メーカー選手権のヒーロー達【ポルシェ908】 (1/2ページ)

3リッターフラット6を搭載した純レーシングマシン

 1970年のル・マン24時間において、そのシーズンにデビューした917がポルシェに、悲願だったル・マン初制覇をもたらしたことは前回紹介したとおりだが、今回はその、4.5リッターの「スポーツカー」が誕生することになったプロローグともいうべきモデル、68年に登場したタイプ908を紹介しておこう。ポルシェ908

タイプ907の後継モデルで、空冷の水平対向エンジンをミッドシップに搭載するグループ6(SP=スポーツ・プロトタイプ)の純レーシングマシン。こう書いていくとタイプ906、いわゆるカレラ6の正常進化モデルと受け取ることもできるが、その精神、志、いやレース哲学は一新されていた。

それまでの906~910~907が(原則的には)2リッターのフラット6を搭載し、SPの2リッタークラスを争いながら、タルガフローリオのようなテクニカルコースで大排気量車に一矢報いようとしていたのに対して、908は当初から3リッターのフラット8を搭載していた。

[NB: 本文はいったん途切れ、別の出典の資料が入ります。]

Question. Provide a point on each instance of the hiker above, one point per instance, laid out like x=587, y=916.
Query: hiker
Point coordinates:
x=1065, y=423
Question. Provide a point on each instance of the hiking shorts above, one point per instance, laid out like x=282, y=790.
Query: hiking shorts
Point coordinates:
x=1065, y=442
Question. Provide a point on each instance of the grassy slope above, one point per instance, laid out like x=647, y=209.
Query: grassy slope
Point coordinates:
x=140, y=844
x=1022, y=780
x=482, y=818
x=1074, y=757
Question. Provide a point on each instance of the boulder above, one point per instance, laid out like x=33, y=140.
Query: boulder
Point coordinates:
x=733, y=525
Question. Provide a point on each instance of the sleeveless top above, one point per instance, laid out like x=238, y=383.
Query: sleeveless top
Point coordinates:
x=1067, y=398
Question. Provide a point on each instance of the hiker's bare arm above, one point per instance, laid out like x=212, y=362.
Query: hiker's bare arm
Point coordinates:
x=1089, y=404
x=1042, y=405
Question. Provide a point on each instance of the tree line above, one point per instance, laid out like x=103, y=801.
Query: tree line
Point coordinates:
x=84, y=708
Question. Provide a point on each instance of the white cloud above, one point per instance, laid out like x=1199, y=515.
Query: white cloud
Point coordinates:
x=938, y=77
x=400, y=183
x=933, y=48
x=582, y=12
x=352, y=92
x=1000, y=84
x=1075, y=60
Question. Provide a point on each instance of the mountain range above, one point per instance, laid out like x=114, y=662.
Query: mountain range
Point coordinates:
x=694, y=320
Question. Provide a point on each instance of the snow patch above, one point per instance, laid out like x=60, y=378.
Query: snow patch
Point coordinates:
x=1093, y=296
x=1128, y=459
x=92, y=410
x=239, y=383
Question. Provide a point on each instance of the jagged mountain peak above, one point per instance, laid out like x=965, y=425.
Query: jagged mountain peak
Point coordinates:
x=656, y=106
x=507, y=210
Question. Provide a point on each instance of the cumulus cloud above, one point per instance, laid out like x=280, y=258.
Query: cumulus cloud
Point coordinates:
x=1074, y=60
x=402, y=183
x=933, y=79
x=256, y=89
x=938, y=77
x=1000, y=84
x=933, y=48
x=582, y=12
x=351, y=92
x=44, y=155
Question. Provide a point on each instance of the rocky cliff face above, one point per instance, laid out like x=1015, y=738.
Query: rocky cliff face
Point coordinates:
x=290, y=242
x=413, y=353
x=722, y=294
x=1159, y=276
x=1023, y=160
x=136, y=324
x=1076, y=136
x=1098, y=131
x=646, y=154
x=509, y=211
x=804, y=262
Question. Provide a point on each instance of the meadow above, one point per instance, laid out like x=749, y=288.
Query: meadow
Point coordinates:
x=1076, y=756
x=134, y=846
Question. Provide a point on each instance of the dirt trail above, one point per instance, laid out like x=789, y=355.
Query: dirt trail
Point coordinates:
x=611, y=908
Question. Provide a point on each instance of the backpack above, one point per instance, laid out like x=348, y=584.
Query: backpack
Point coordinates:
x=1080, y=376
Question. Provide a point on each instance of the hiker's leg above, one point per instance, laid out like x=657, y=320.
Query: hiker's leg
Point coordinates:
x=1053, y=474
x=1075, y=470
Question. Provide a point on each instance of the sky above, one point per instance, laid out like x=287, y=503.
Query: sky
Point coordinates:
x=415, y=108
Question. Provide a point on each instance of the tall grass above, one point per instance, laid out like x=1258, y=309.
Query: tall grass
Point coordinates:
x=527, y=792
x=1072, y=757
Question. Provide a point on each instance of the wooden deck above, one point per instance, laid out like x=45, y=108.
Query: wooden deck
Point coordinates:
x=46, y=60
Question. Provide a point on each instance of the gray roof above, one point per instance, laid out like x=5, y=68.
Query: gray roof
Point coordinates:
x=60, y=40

 これはレギュレーションの変更が大きく影響しているのだが、FIA、正確にはその下部組織であったFISAが、世界スポーツカー選手権、正確には前年までの国際スポーツカー選手権を国際メーカー選手権へと名称変更するとともに、それまで門戸を開いていたビッグマシンにも参加制限を強化、グループ4(S=スポーツカー)は5リッター以下、SPも3リッター以下に排気量を制限したのだった。

もちろんそれまで培ってきたレーシングテクノロジーを駆使すれば3リッターのSPで5リッターのスポーツカーと互角の勝負を展開することは可能。スポーツカーにはトランクスペースが義務つけられるなど、パッケージングに幾分制限もあったし、何よりも50台という最低生産台数が課せられていたからフォードのような大メーカーにしか製作は不可能。

 だから5リッターのSと3リッターのSPによって戦われる68年シーズンのメーカー選手権は、ポルシェにとって願ってもない好条件だったのだ。日本の片田舎に住んでいた少年の知るところではなかったが……。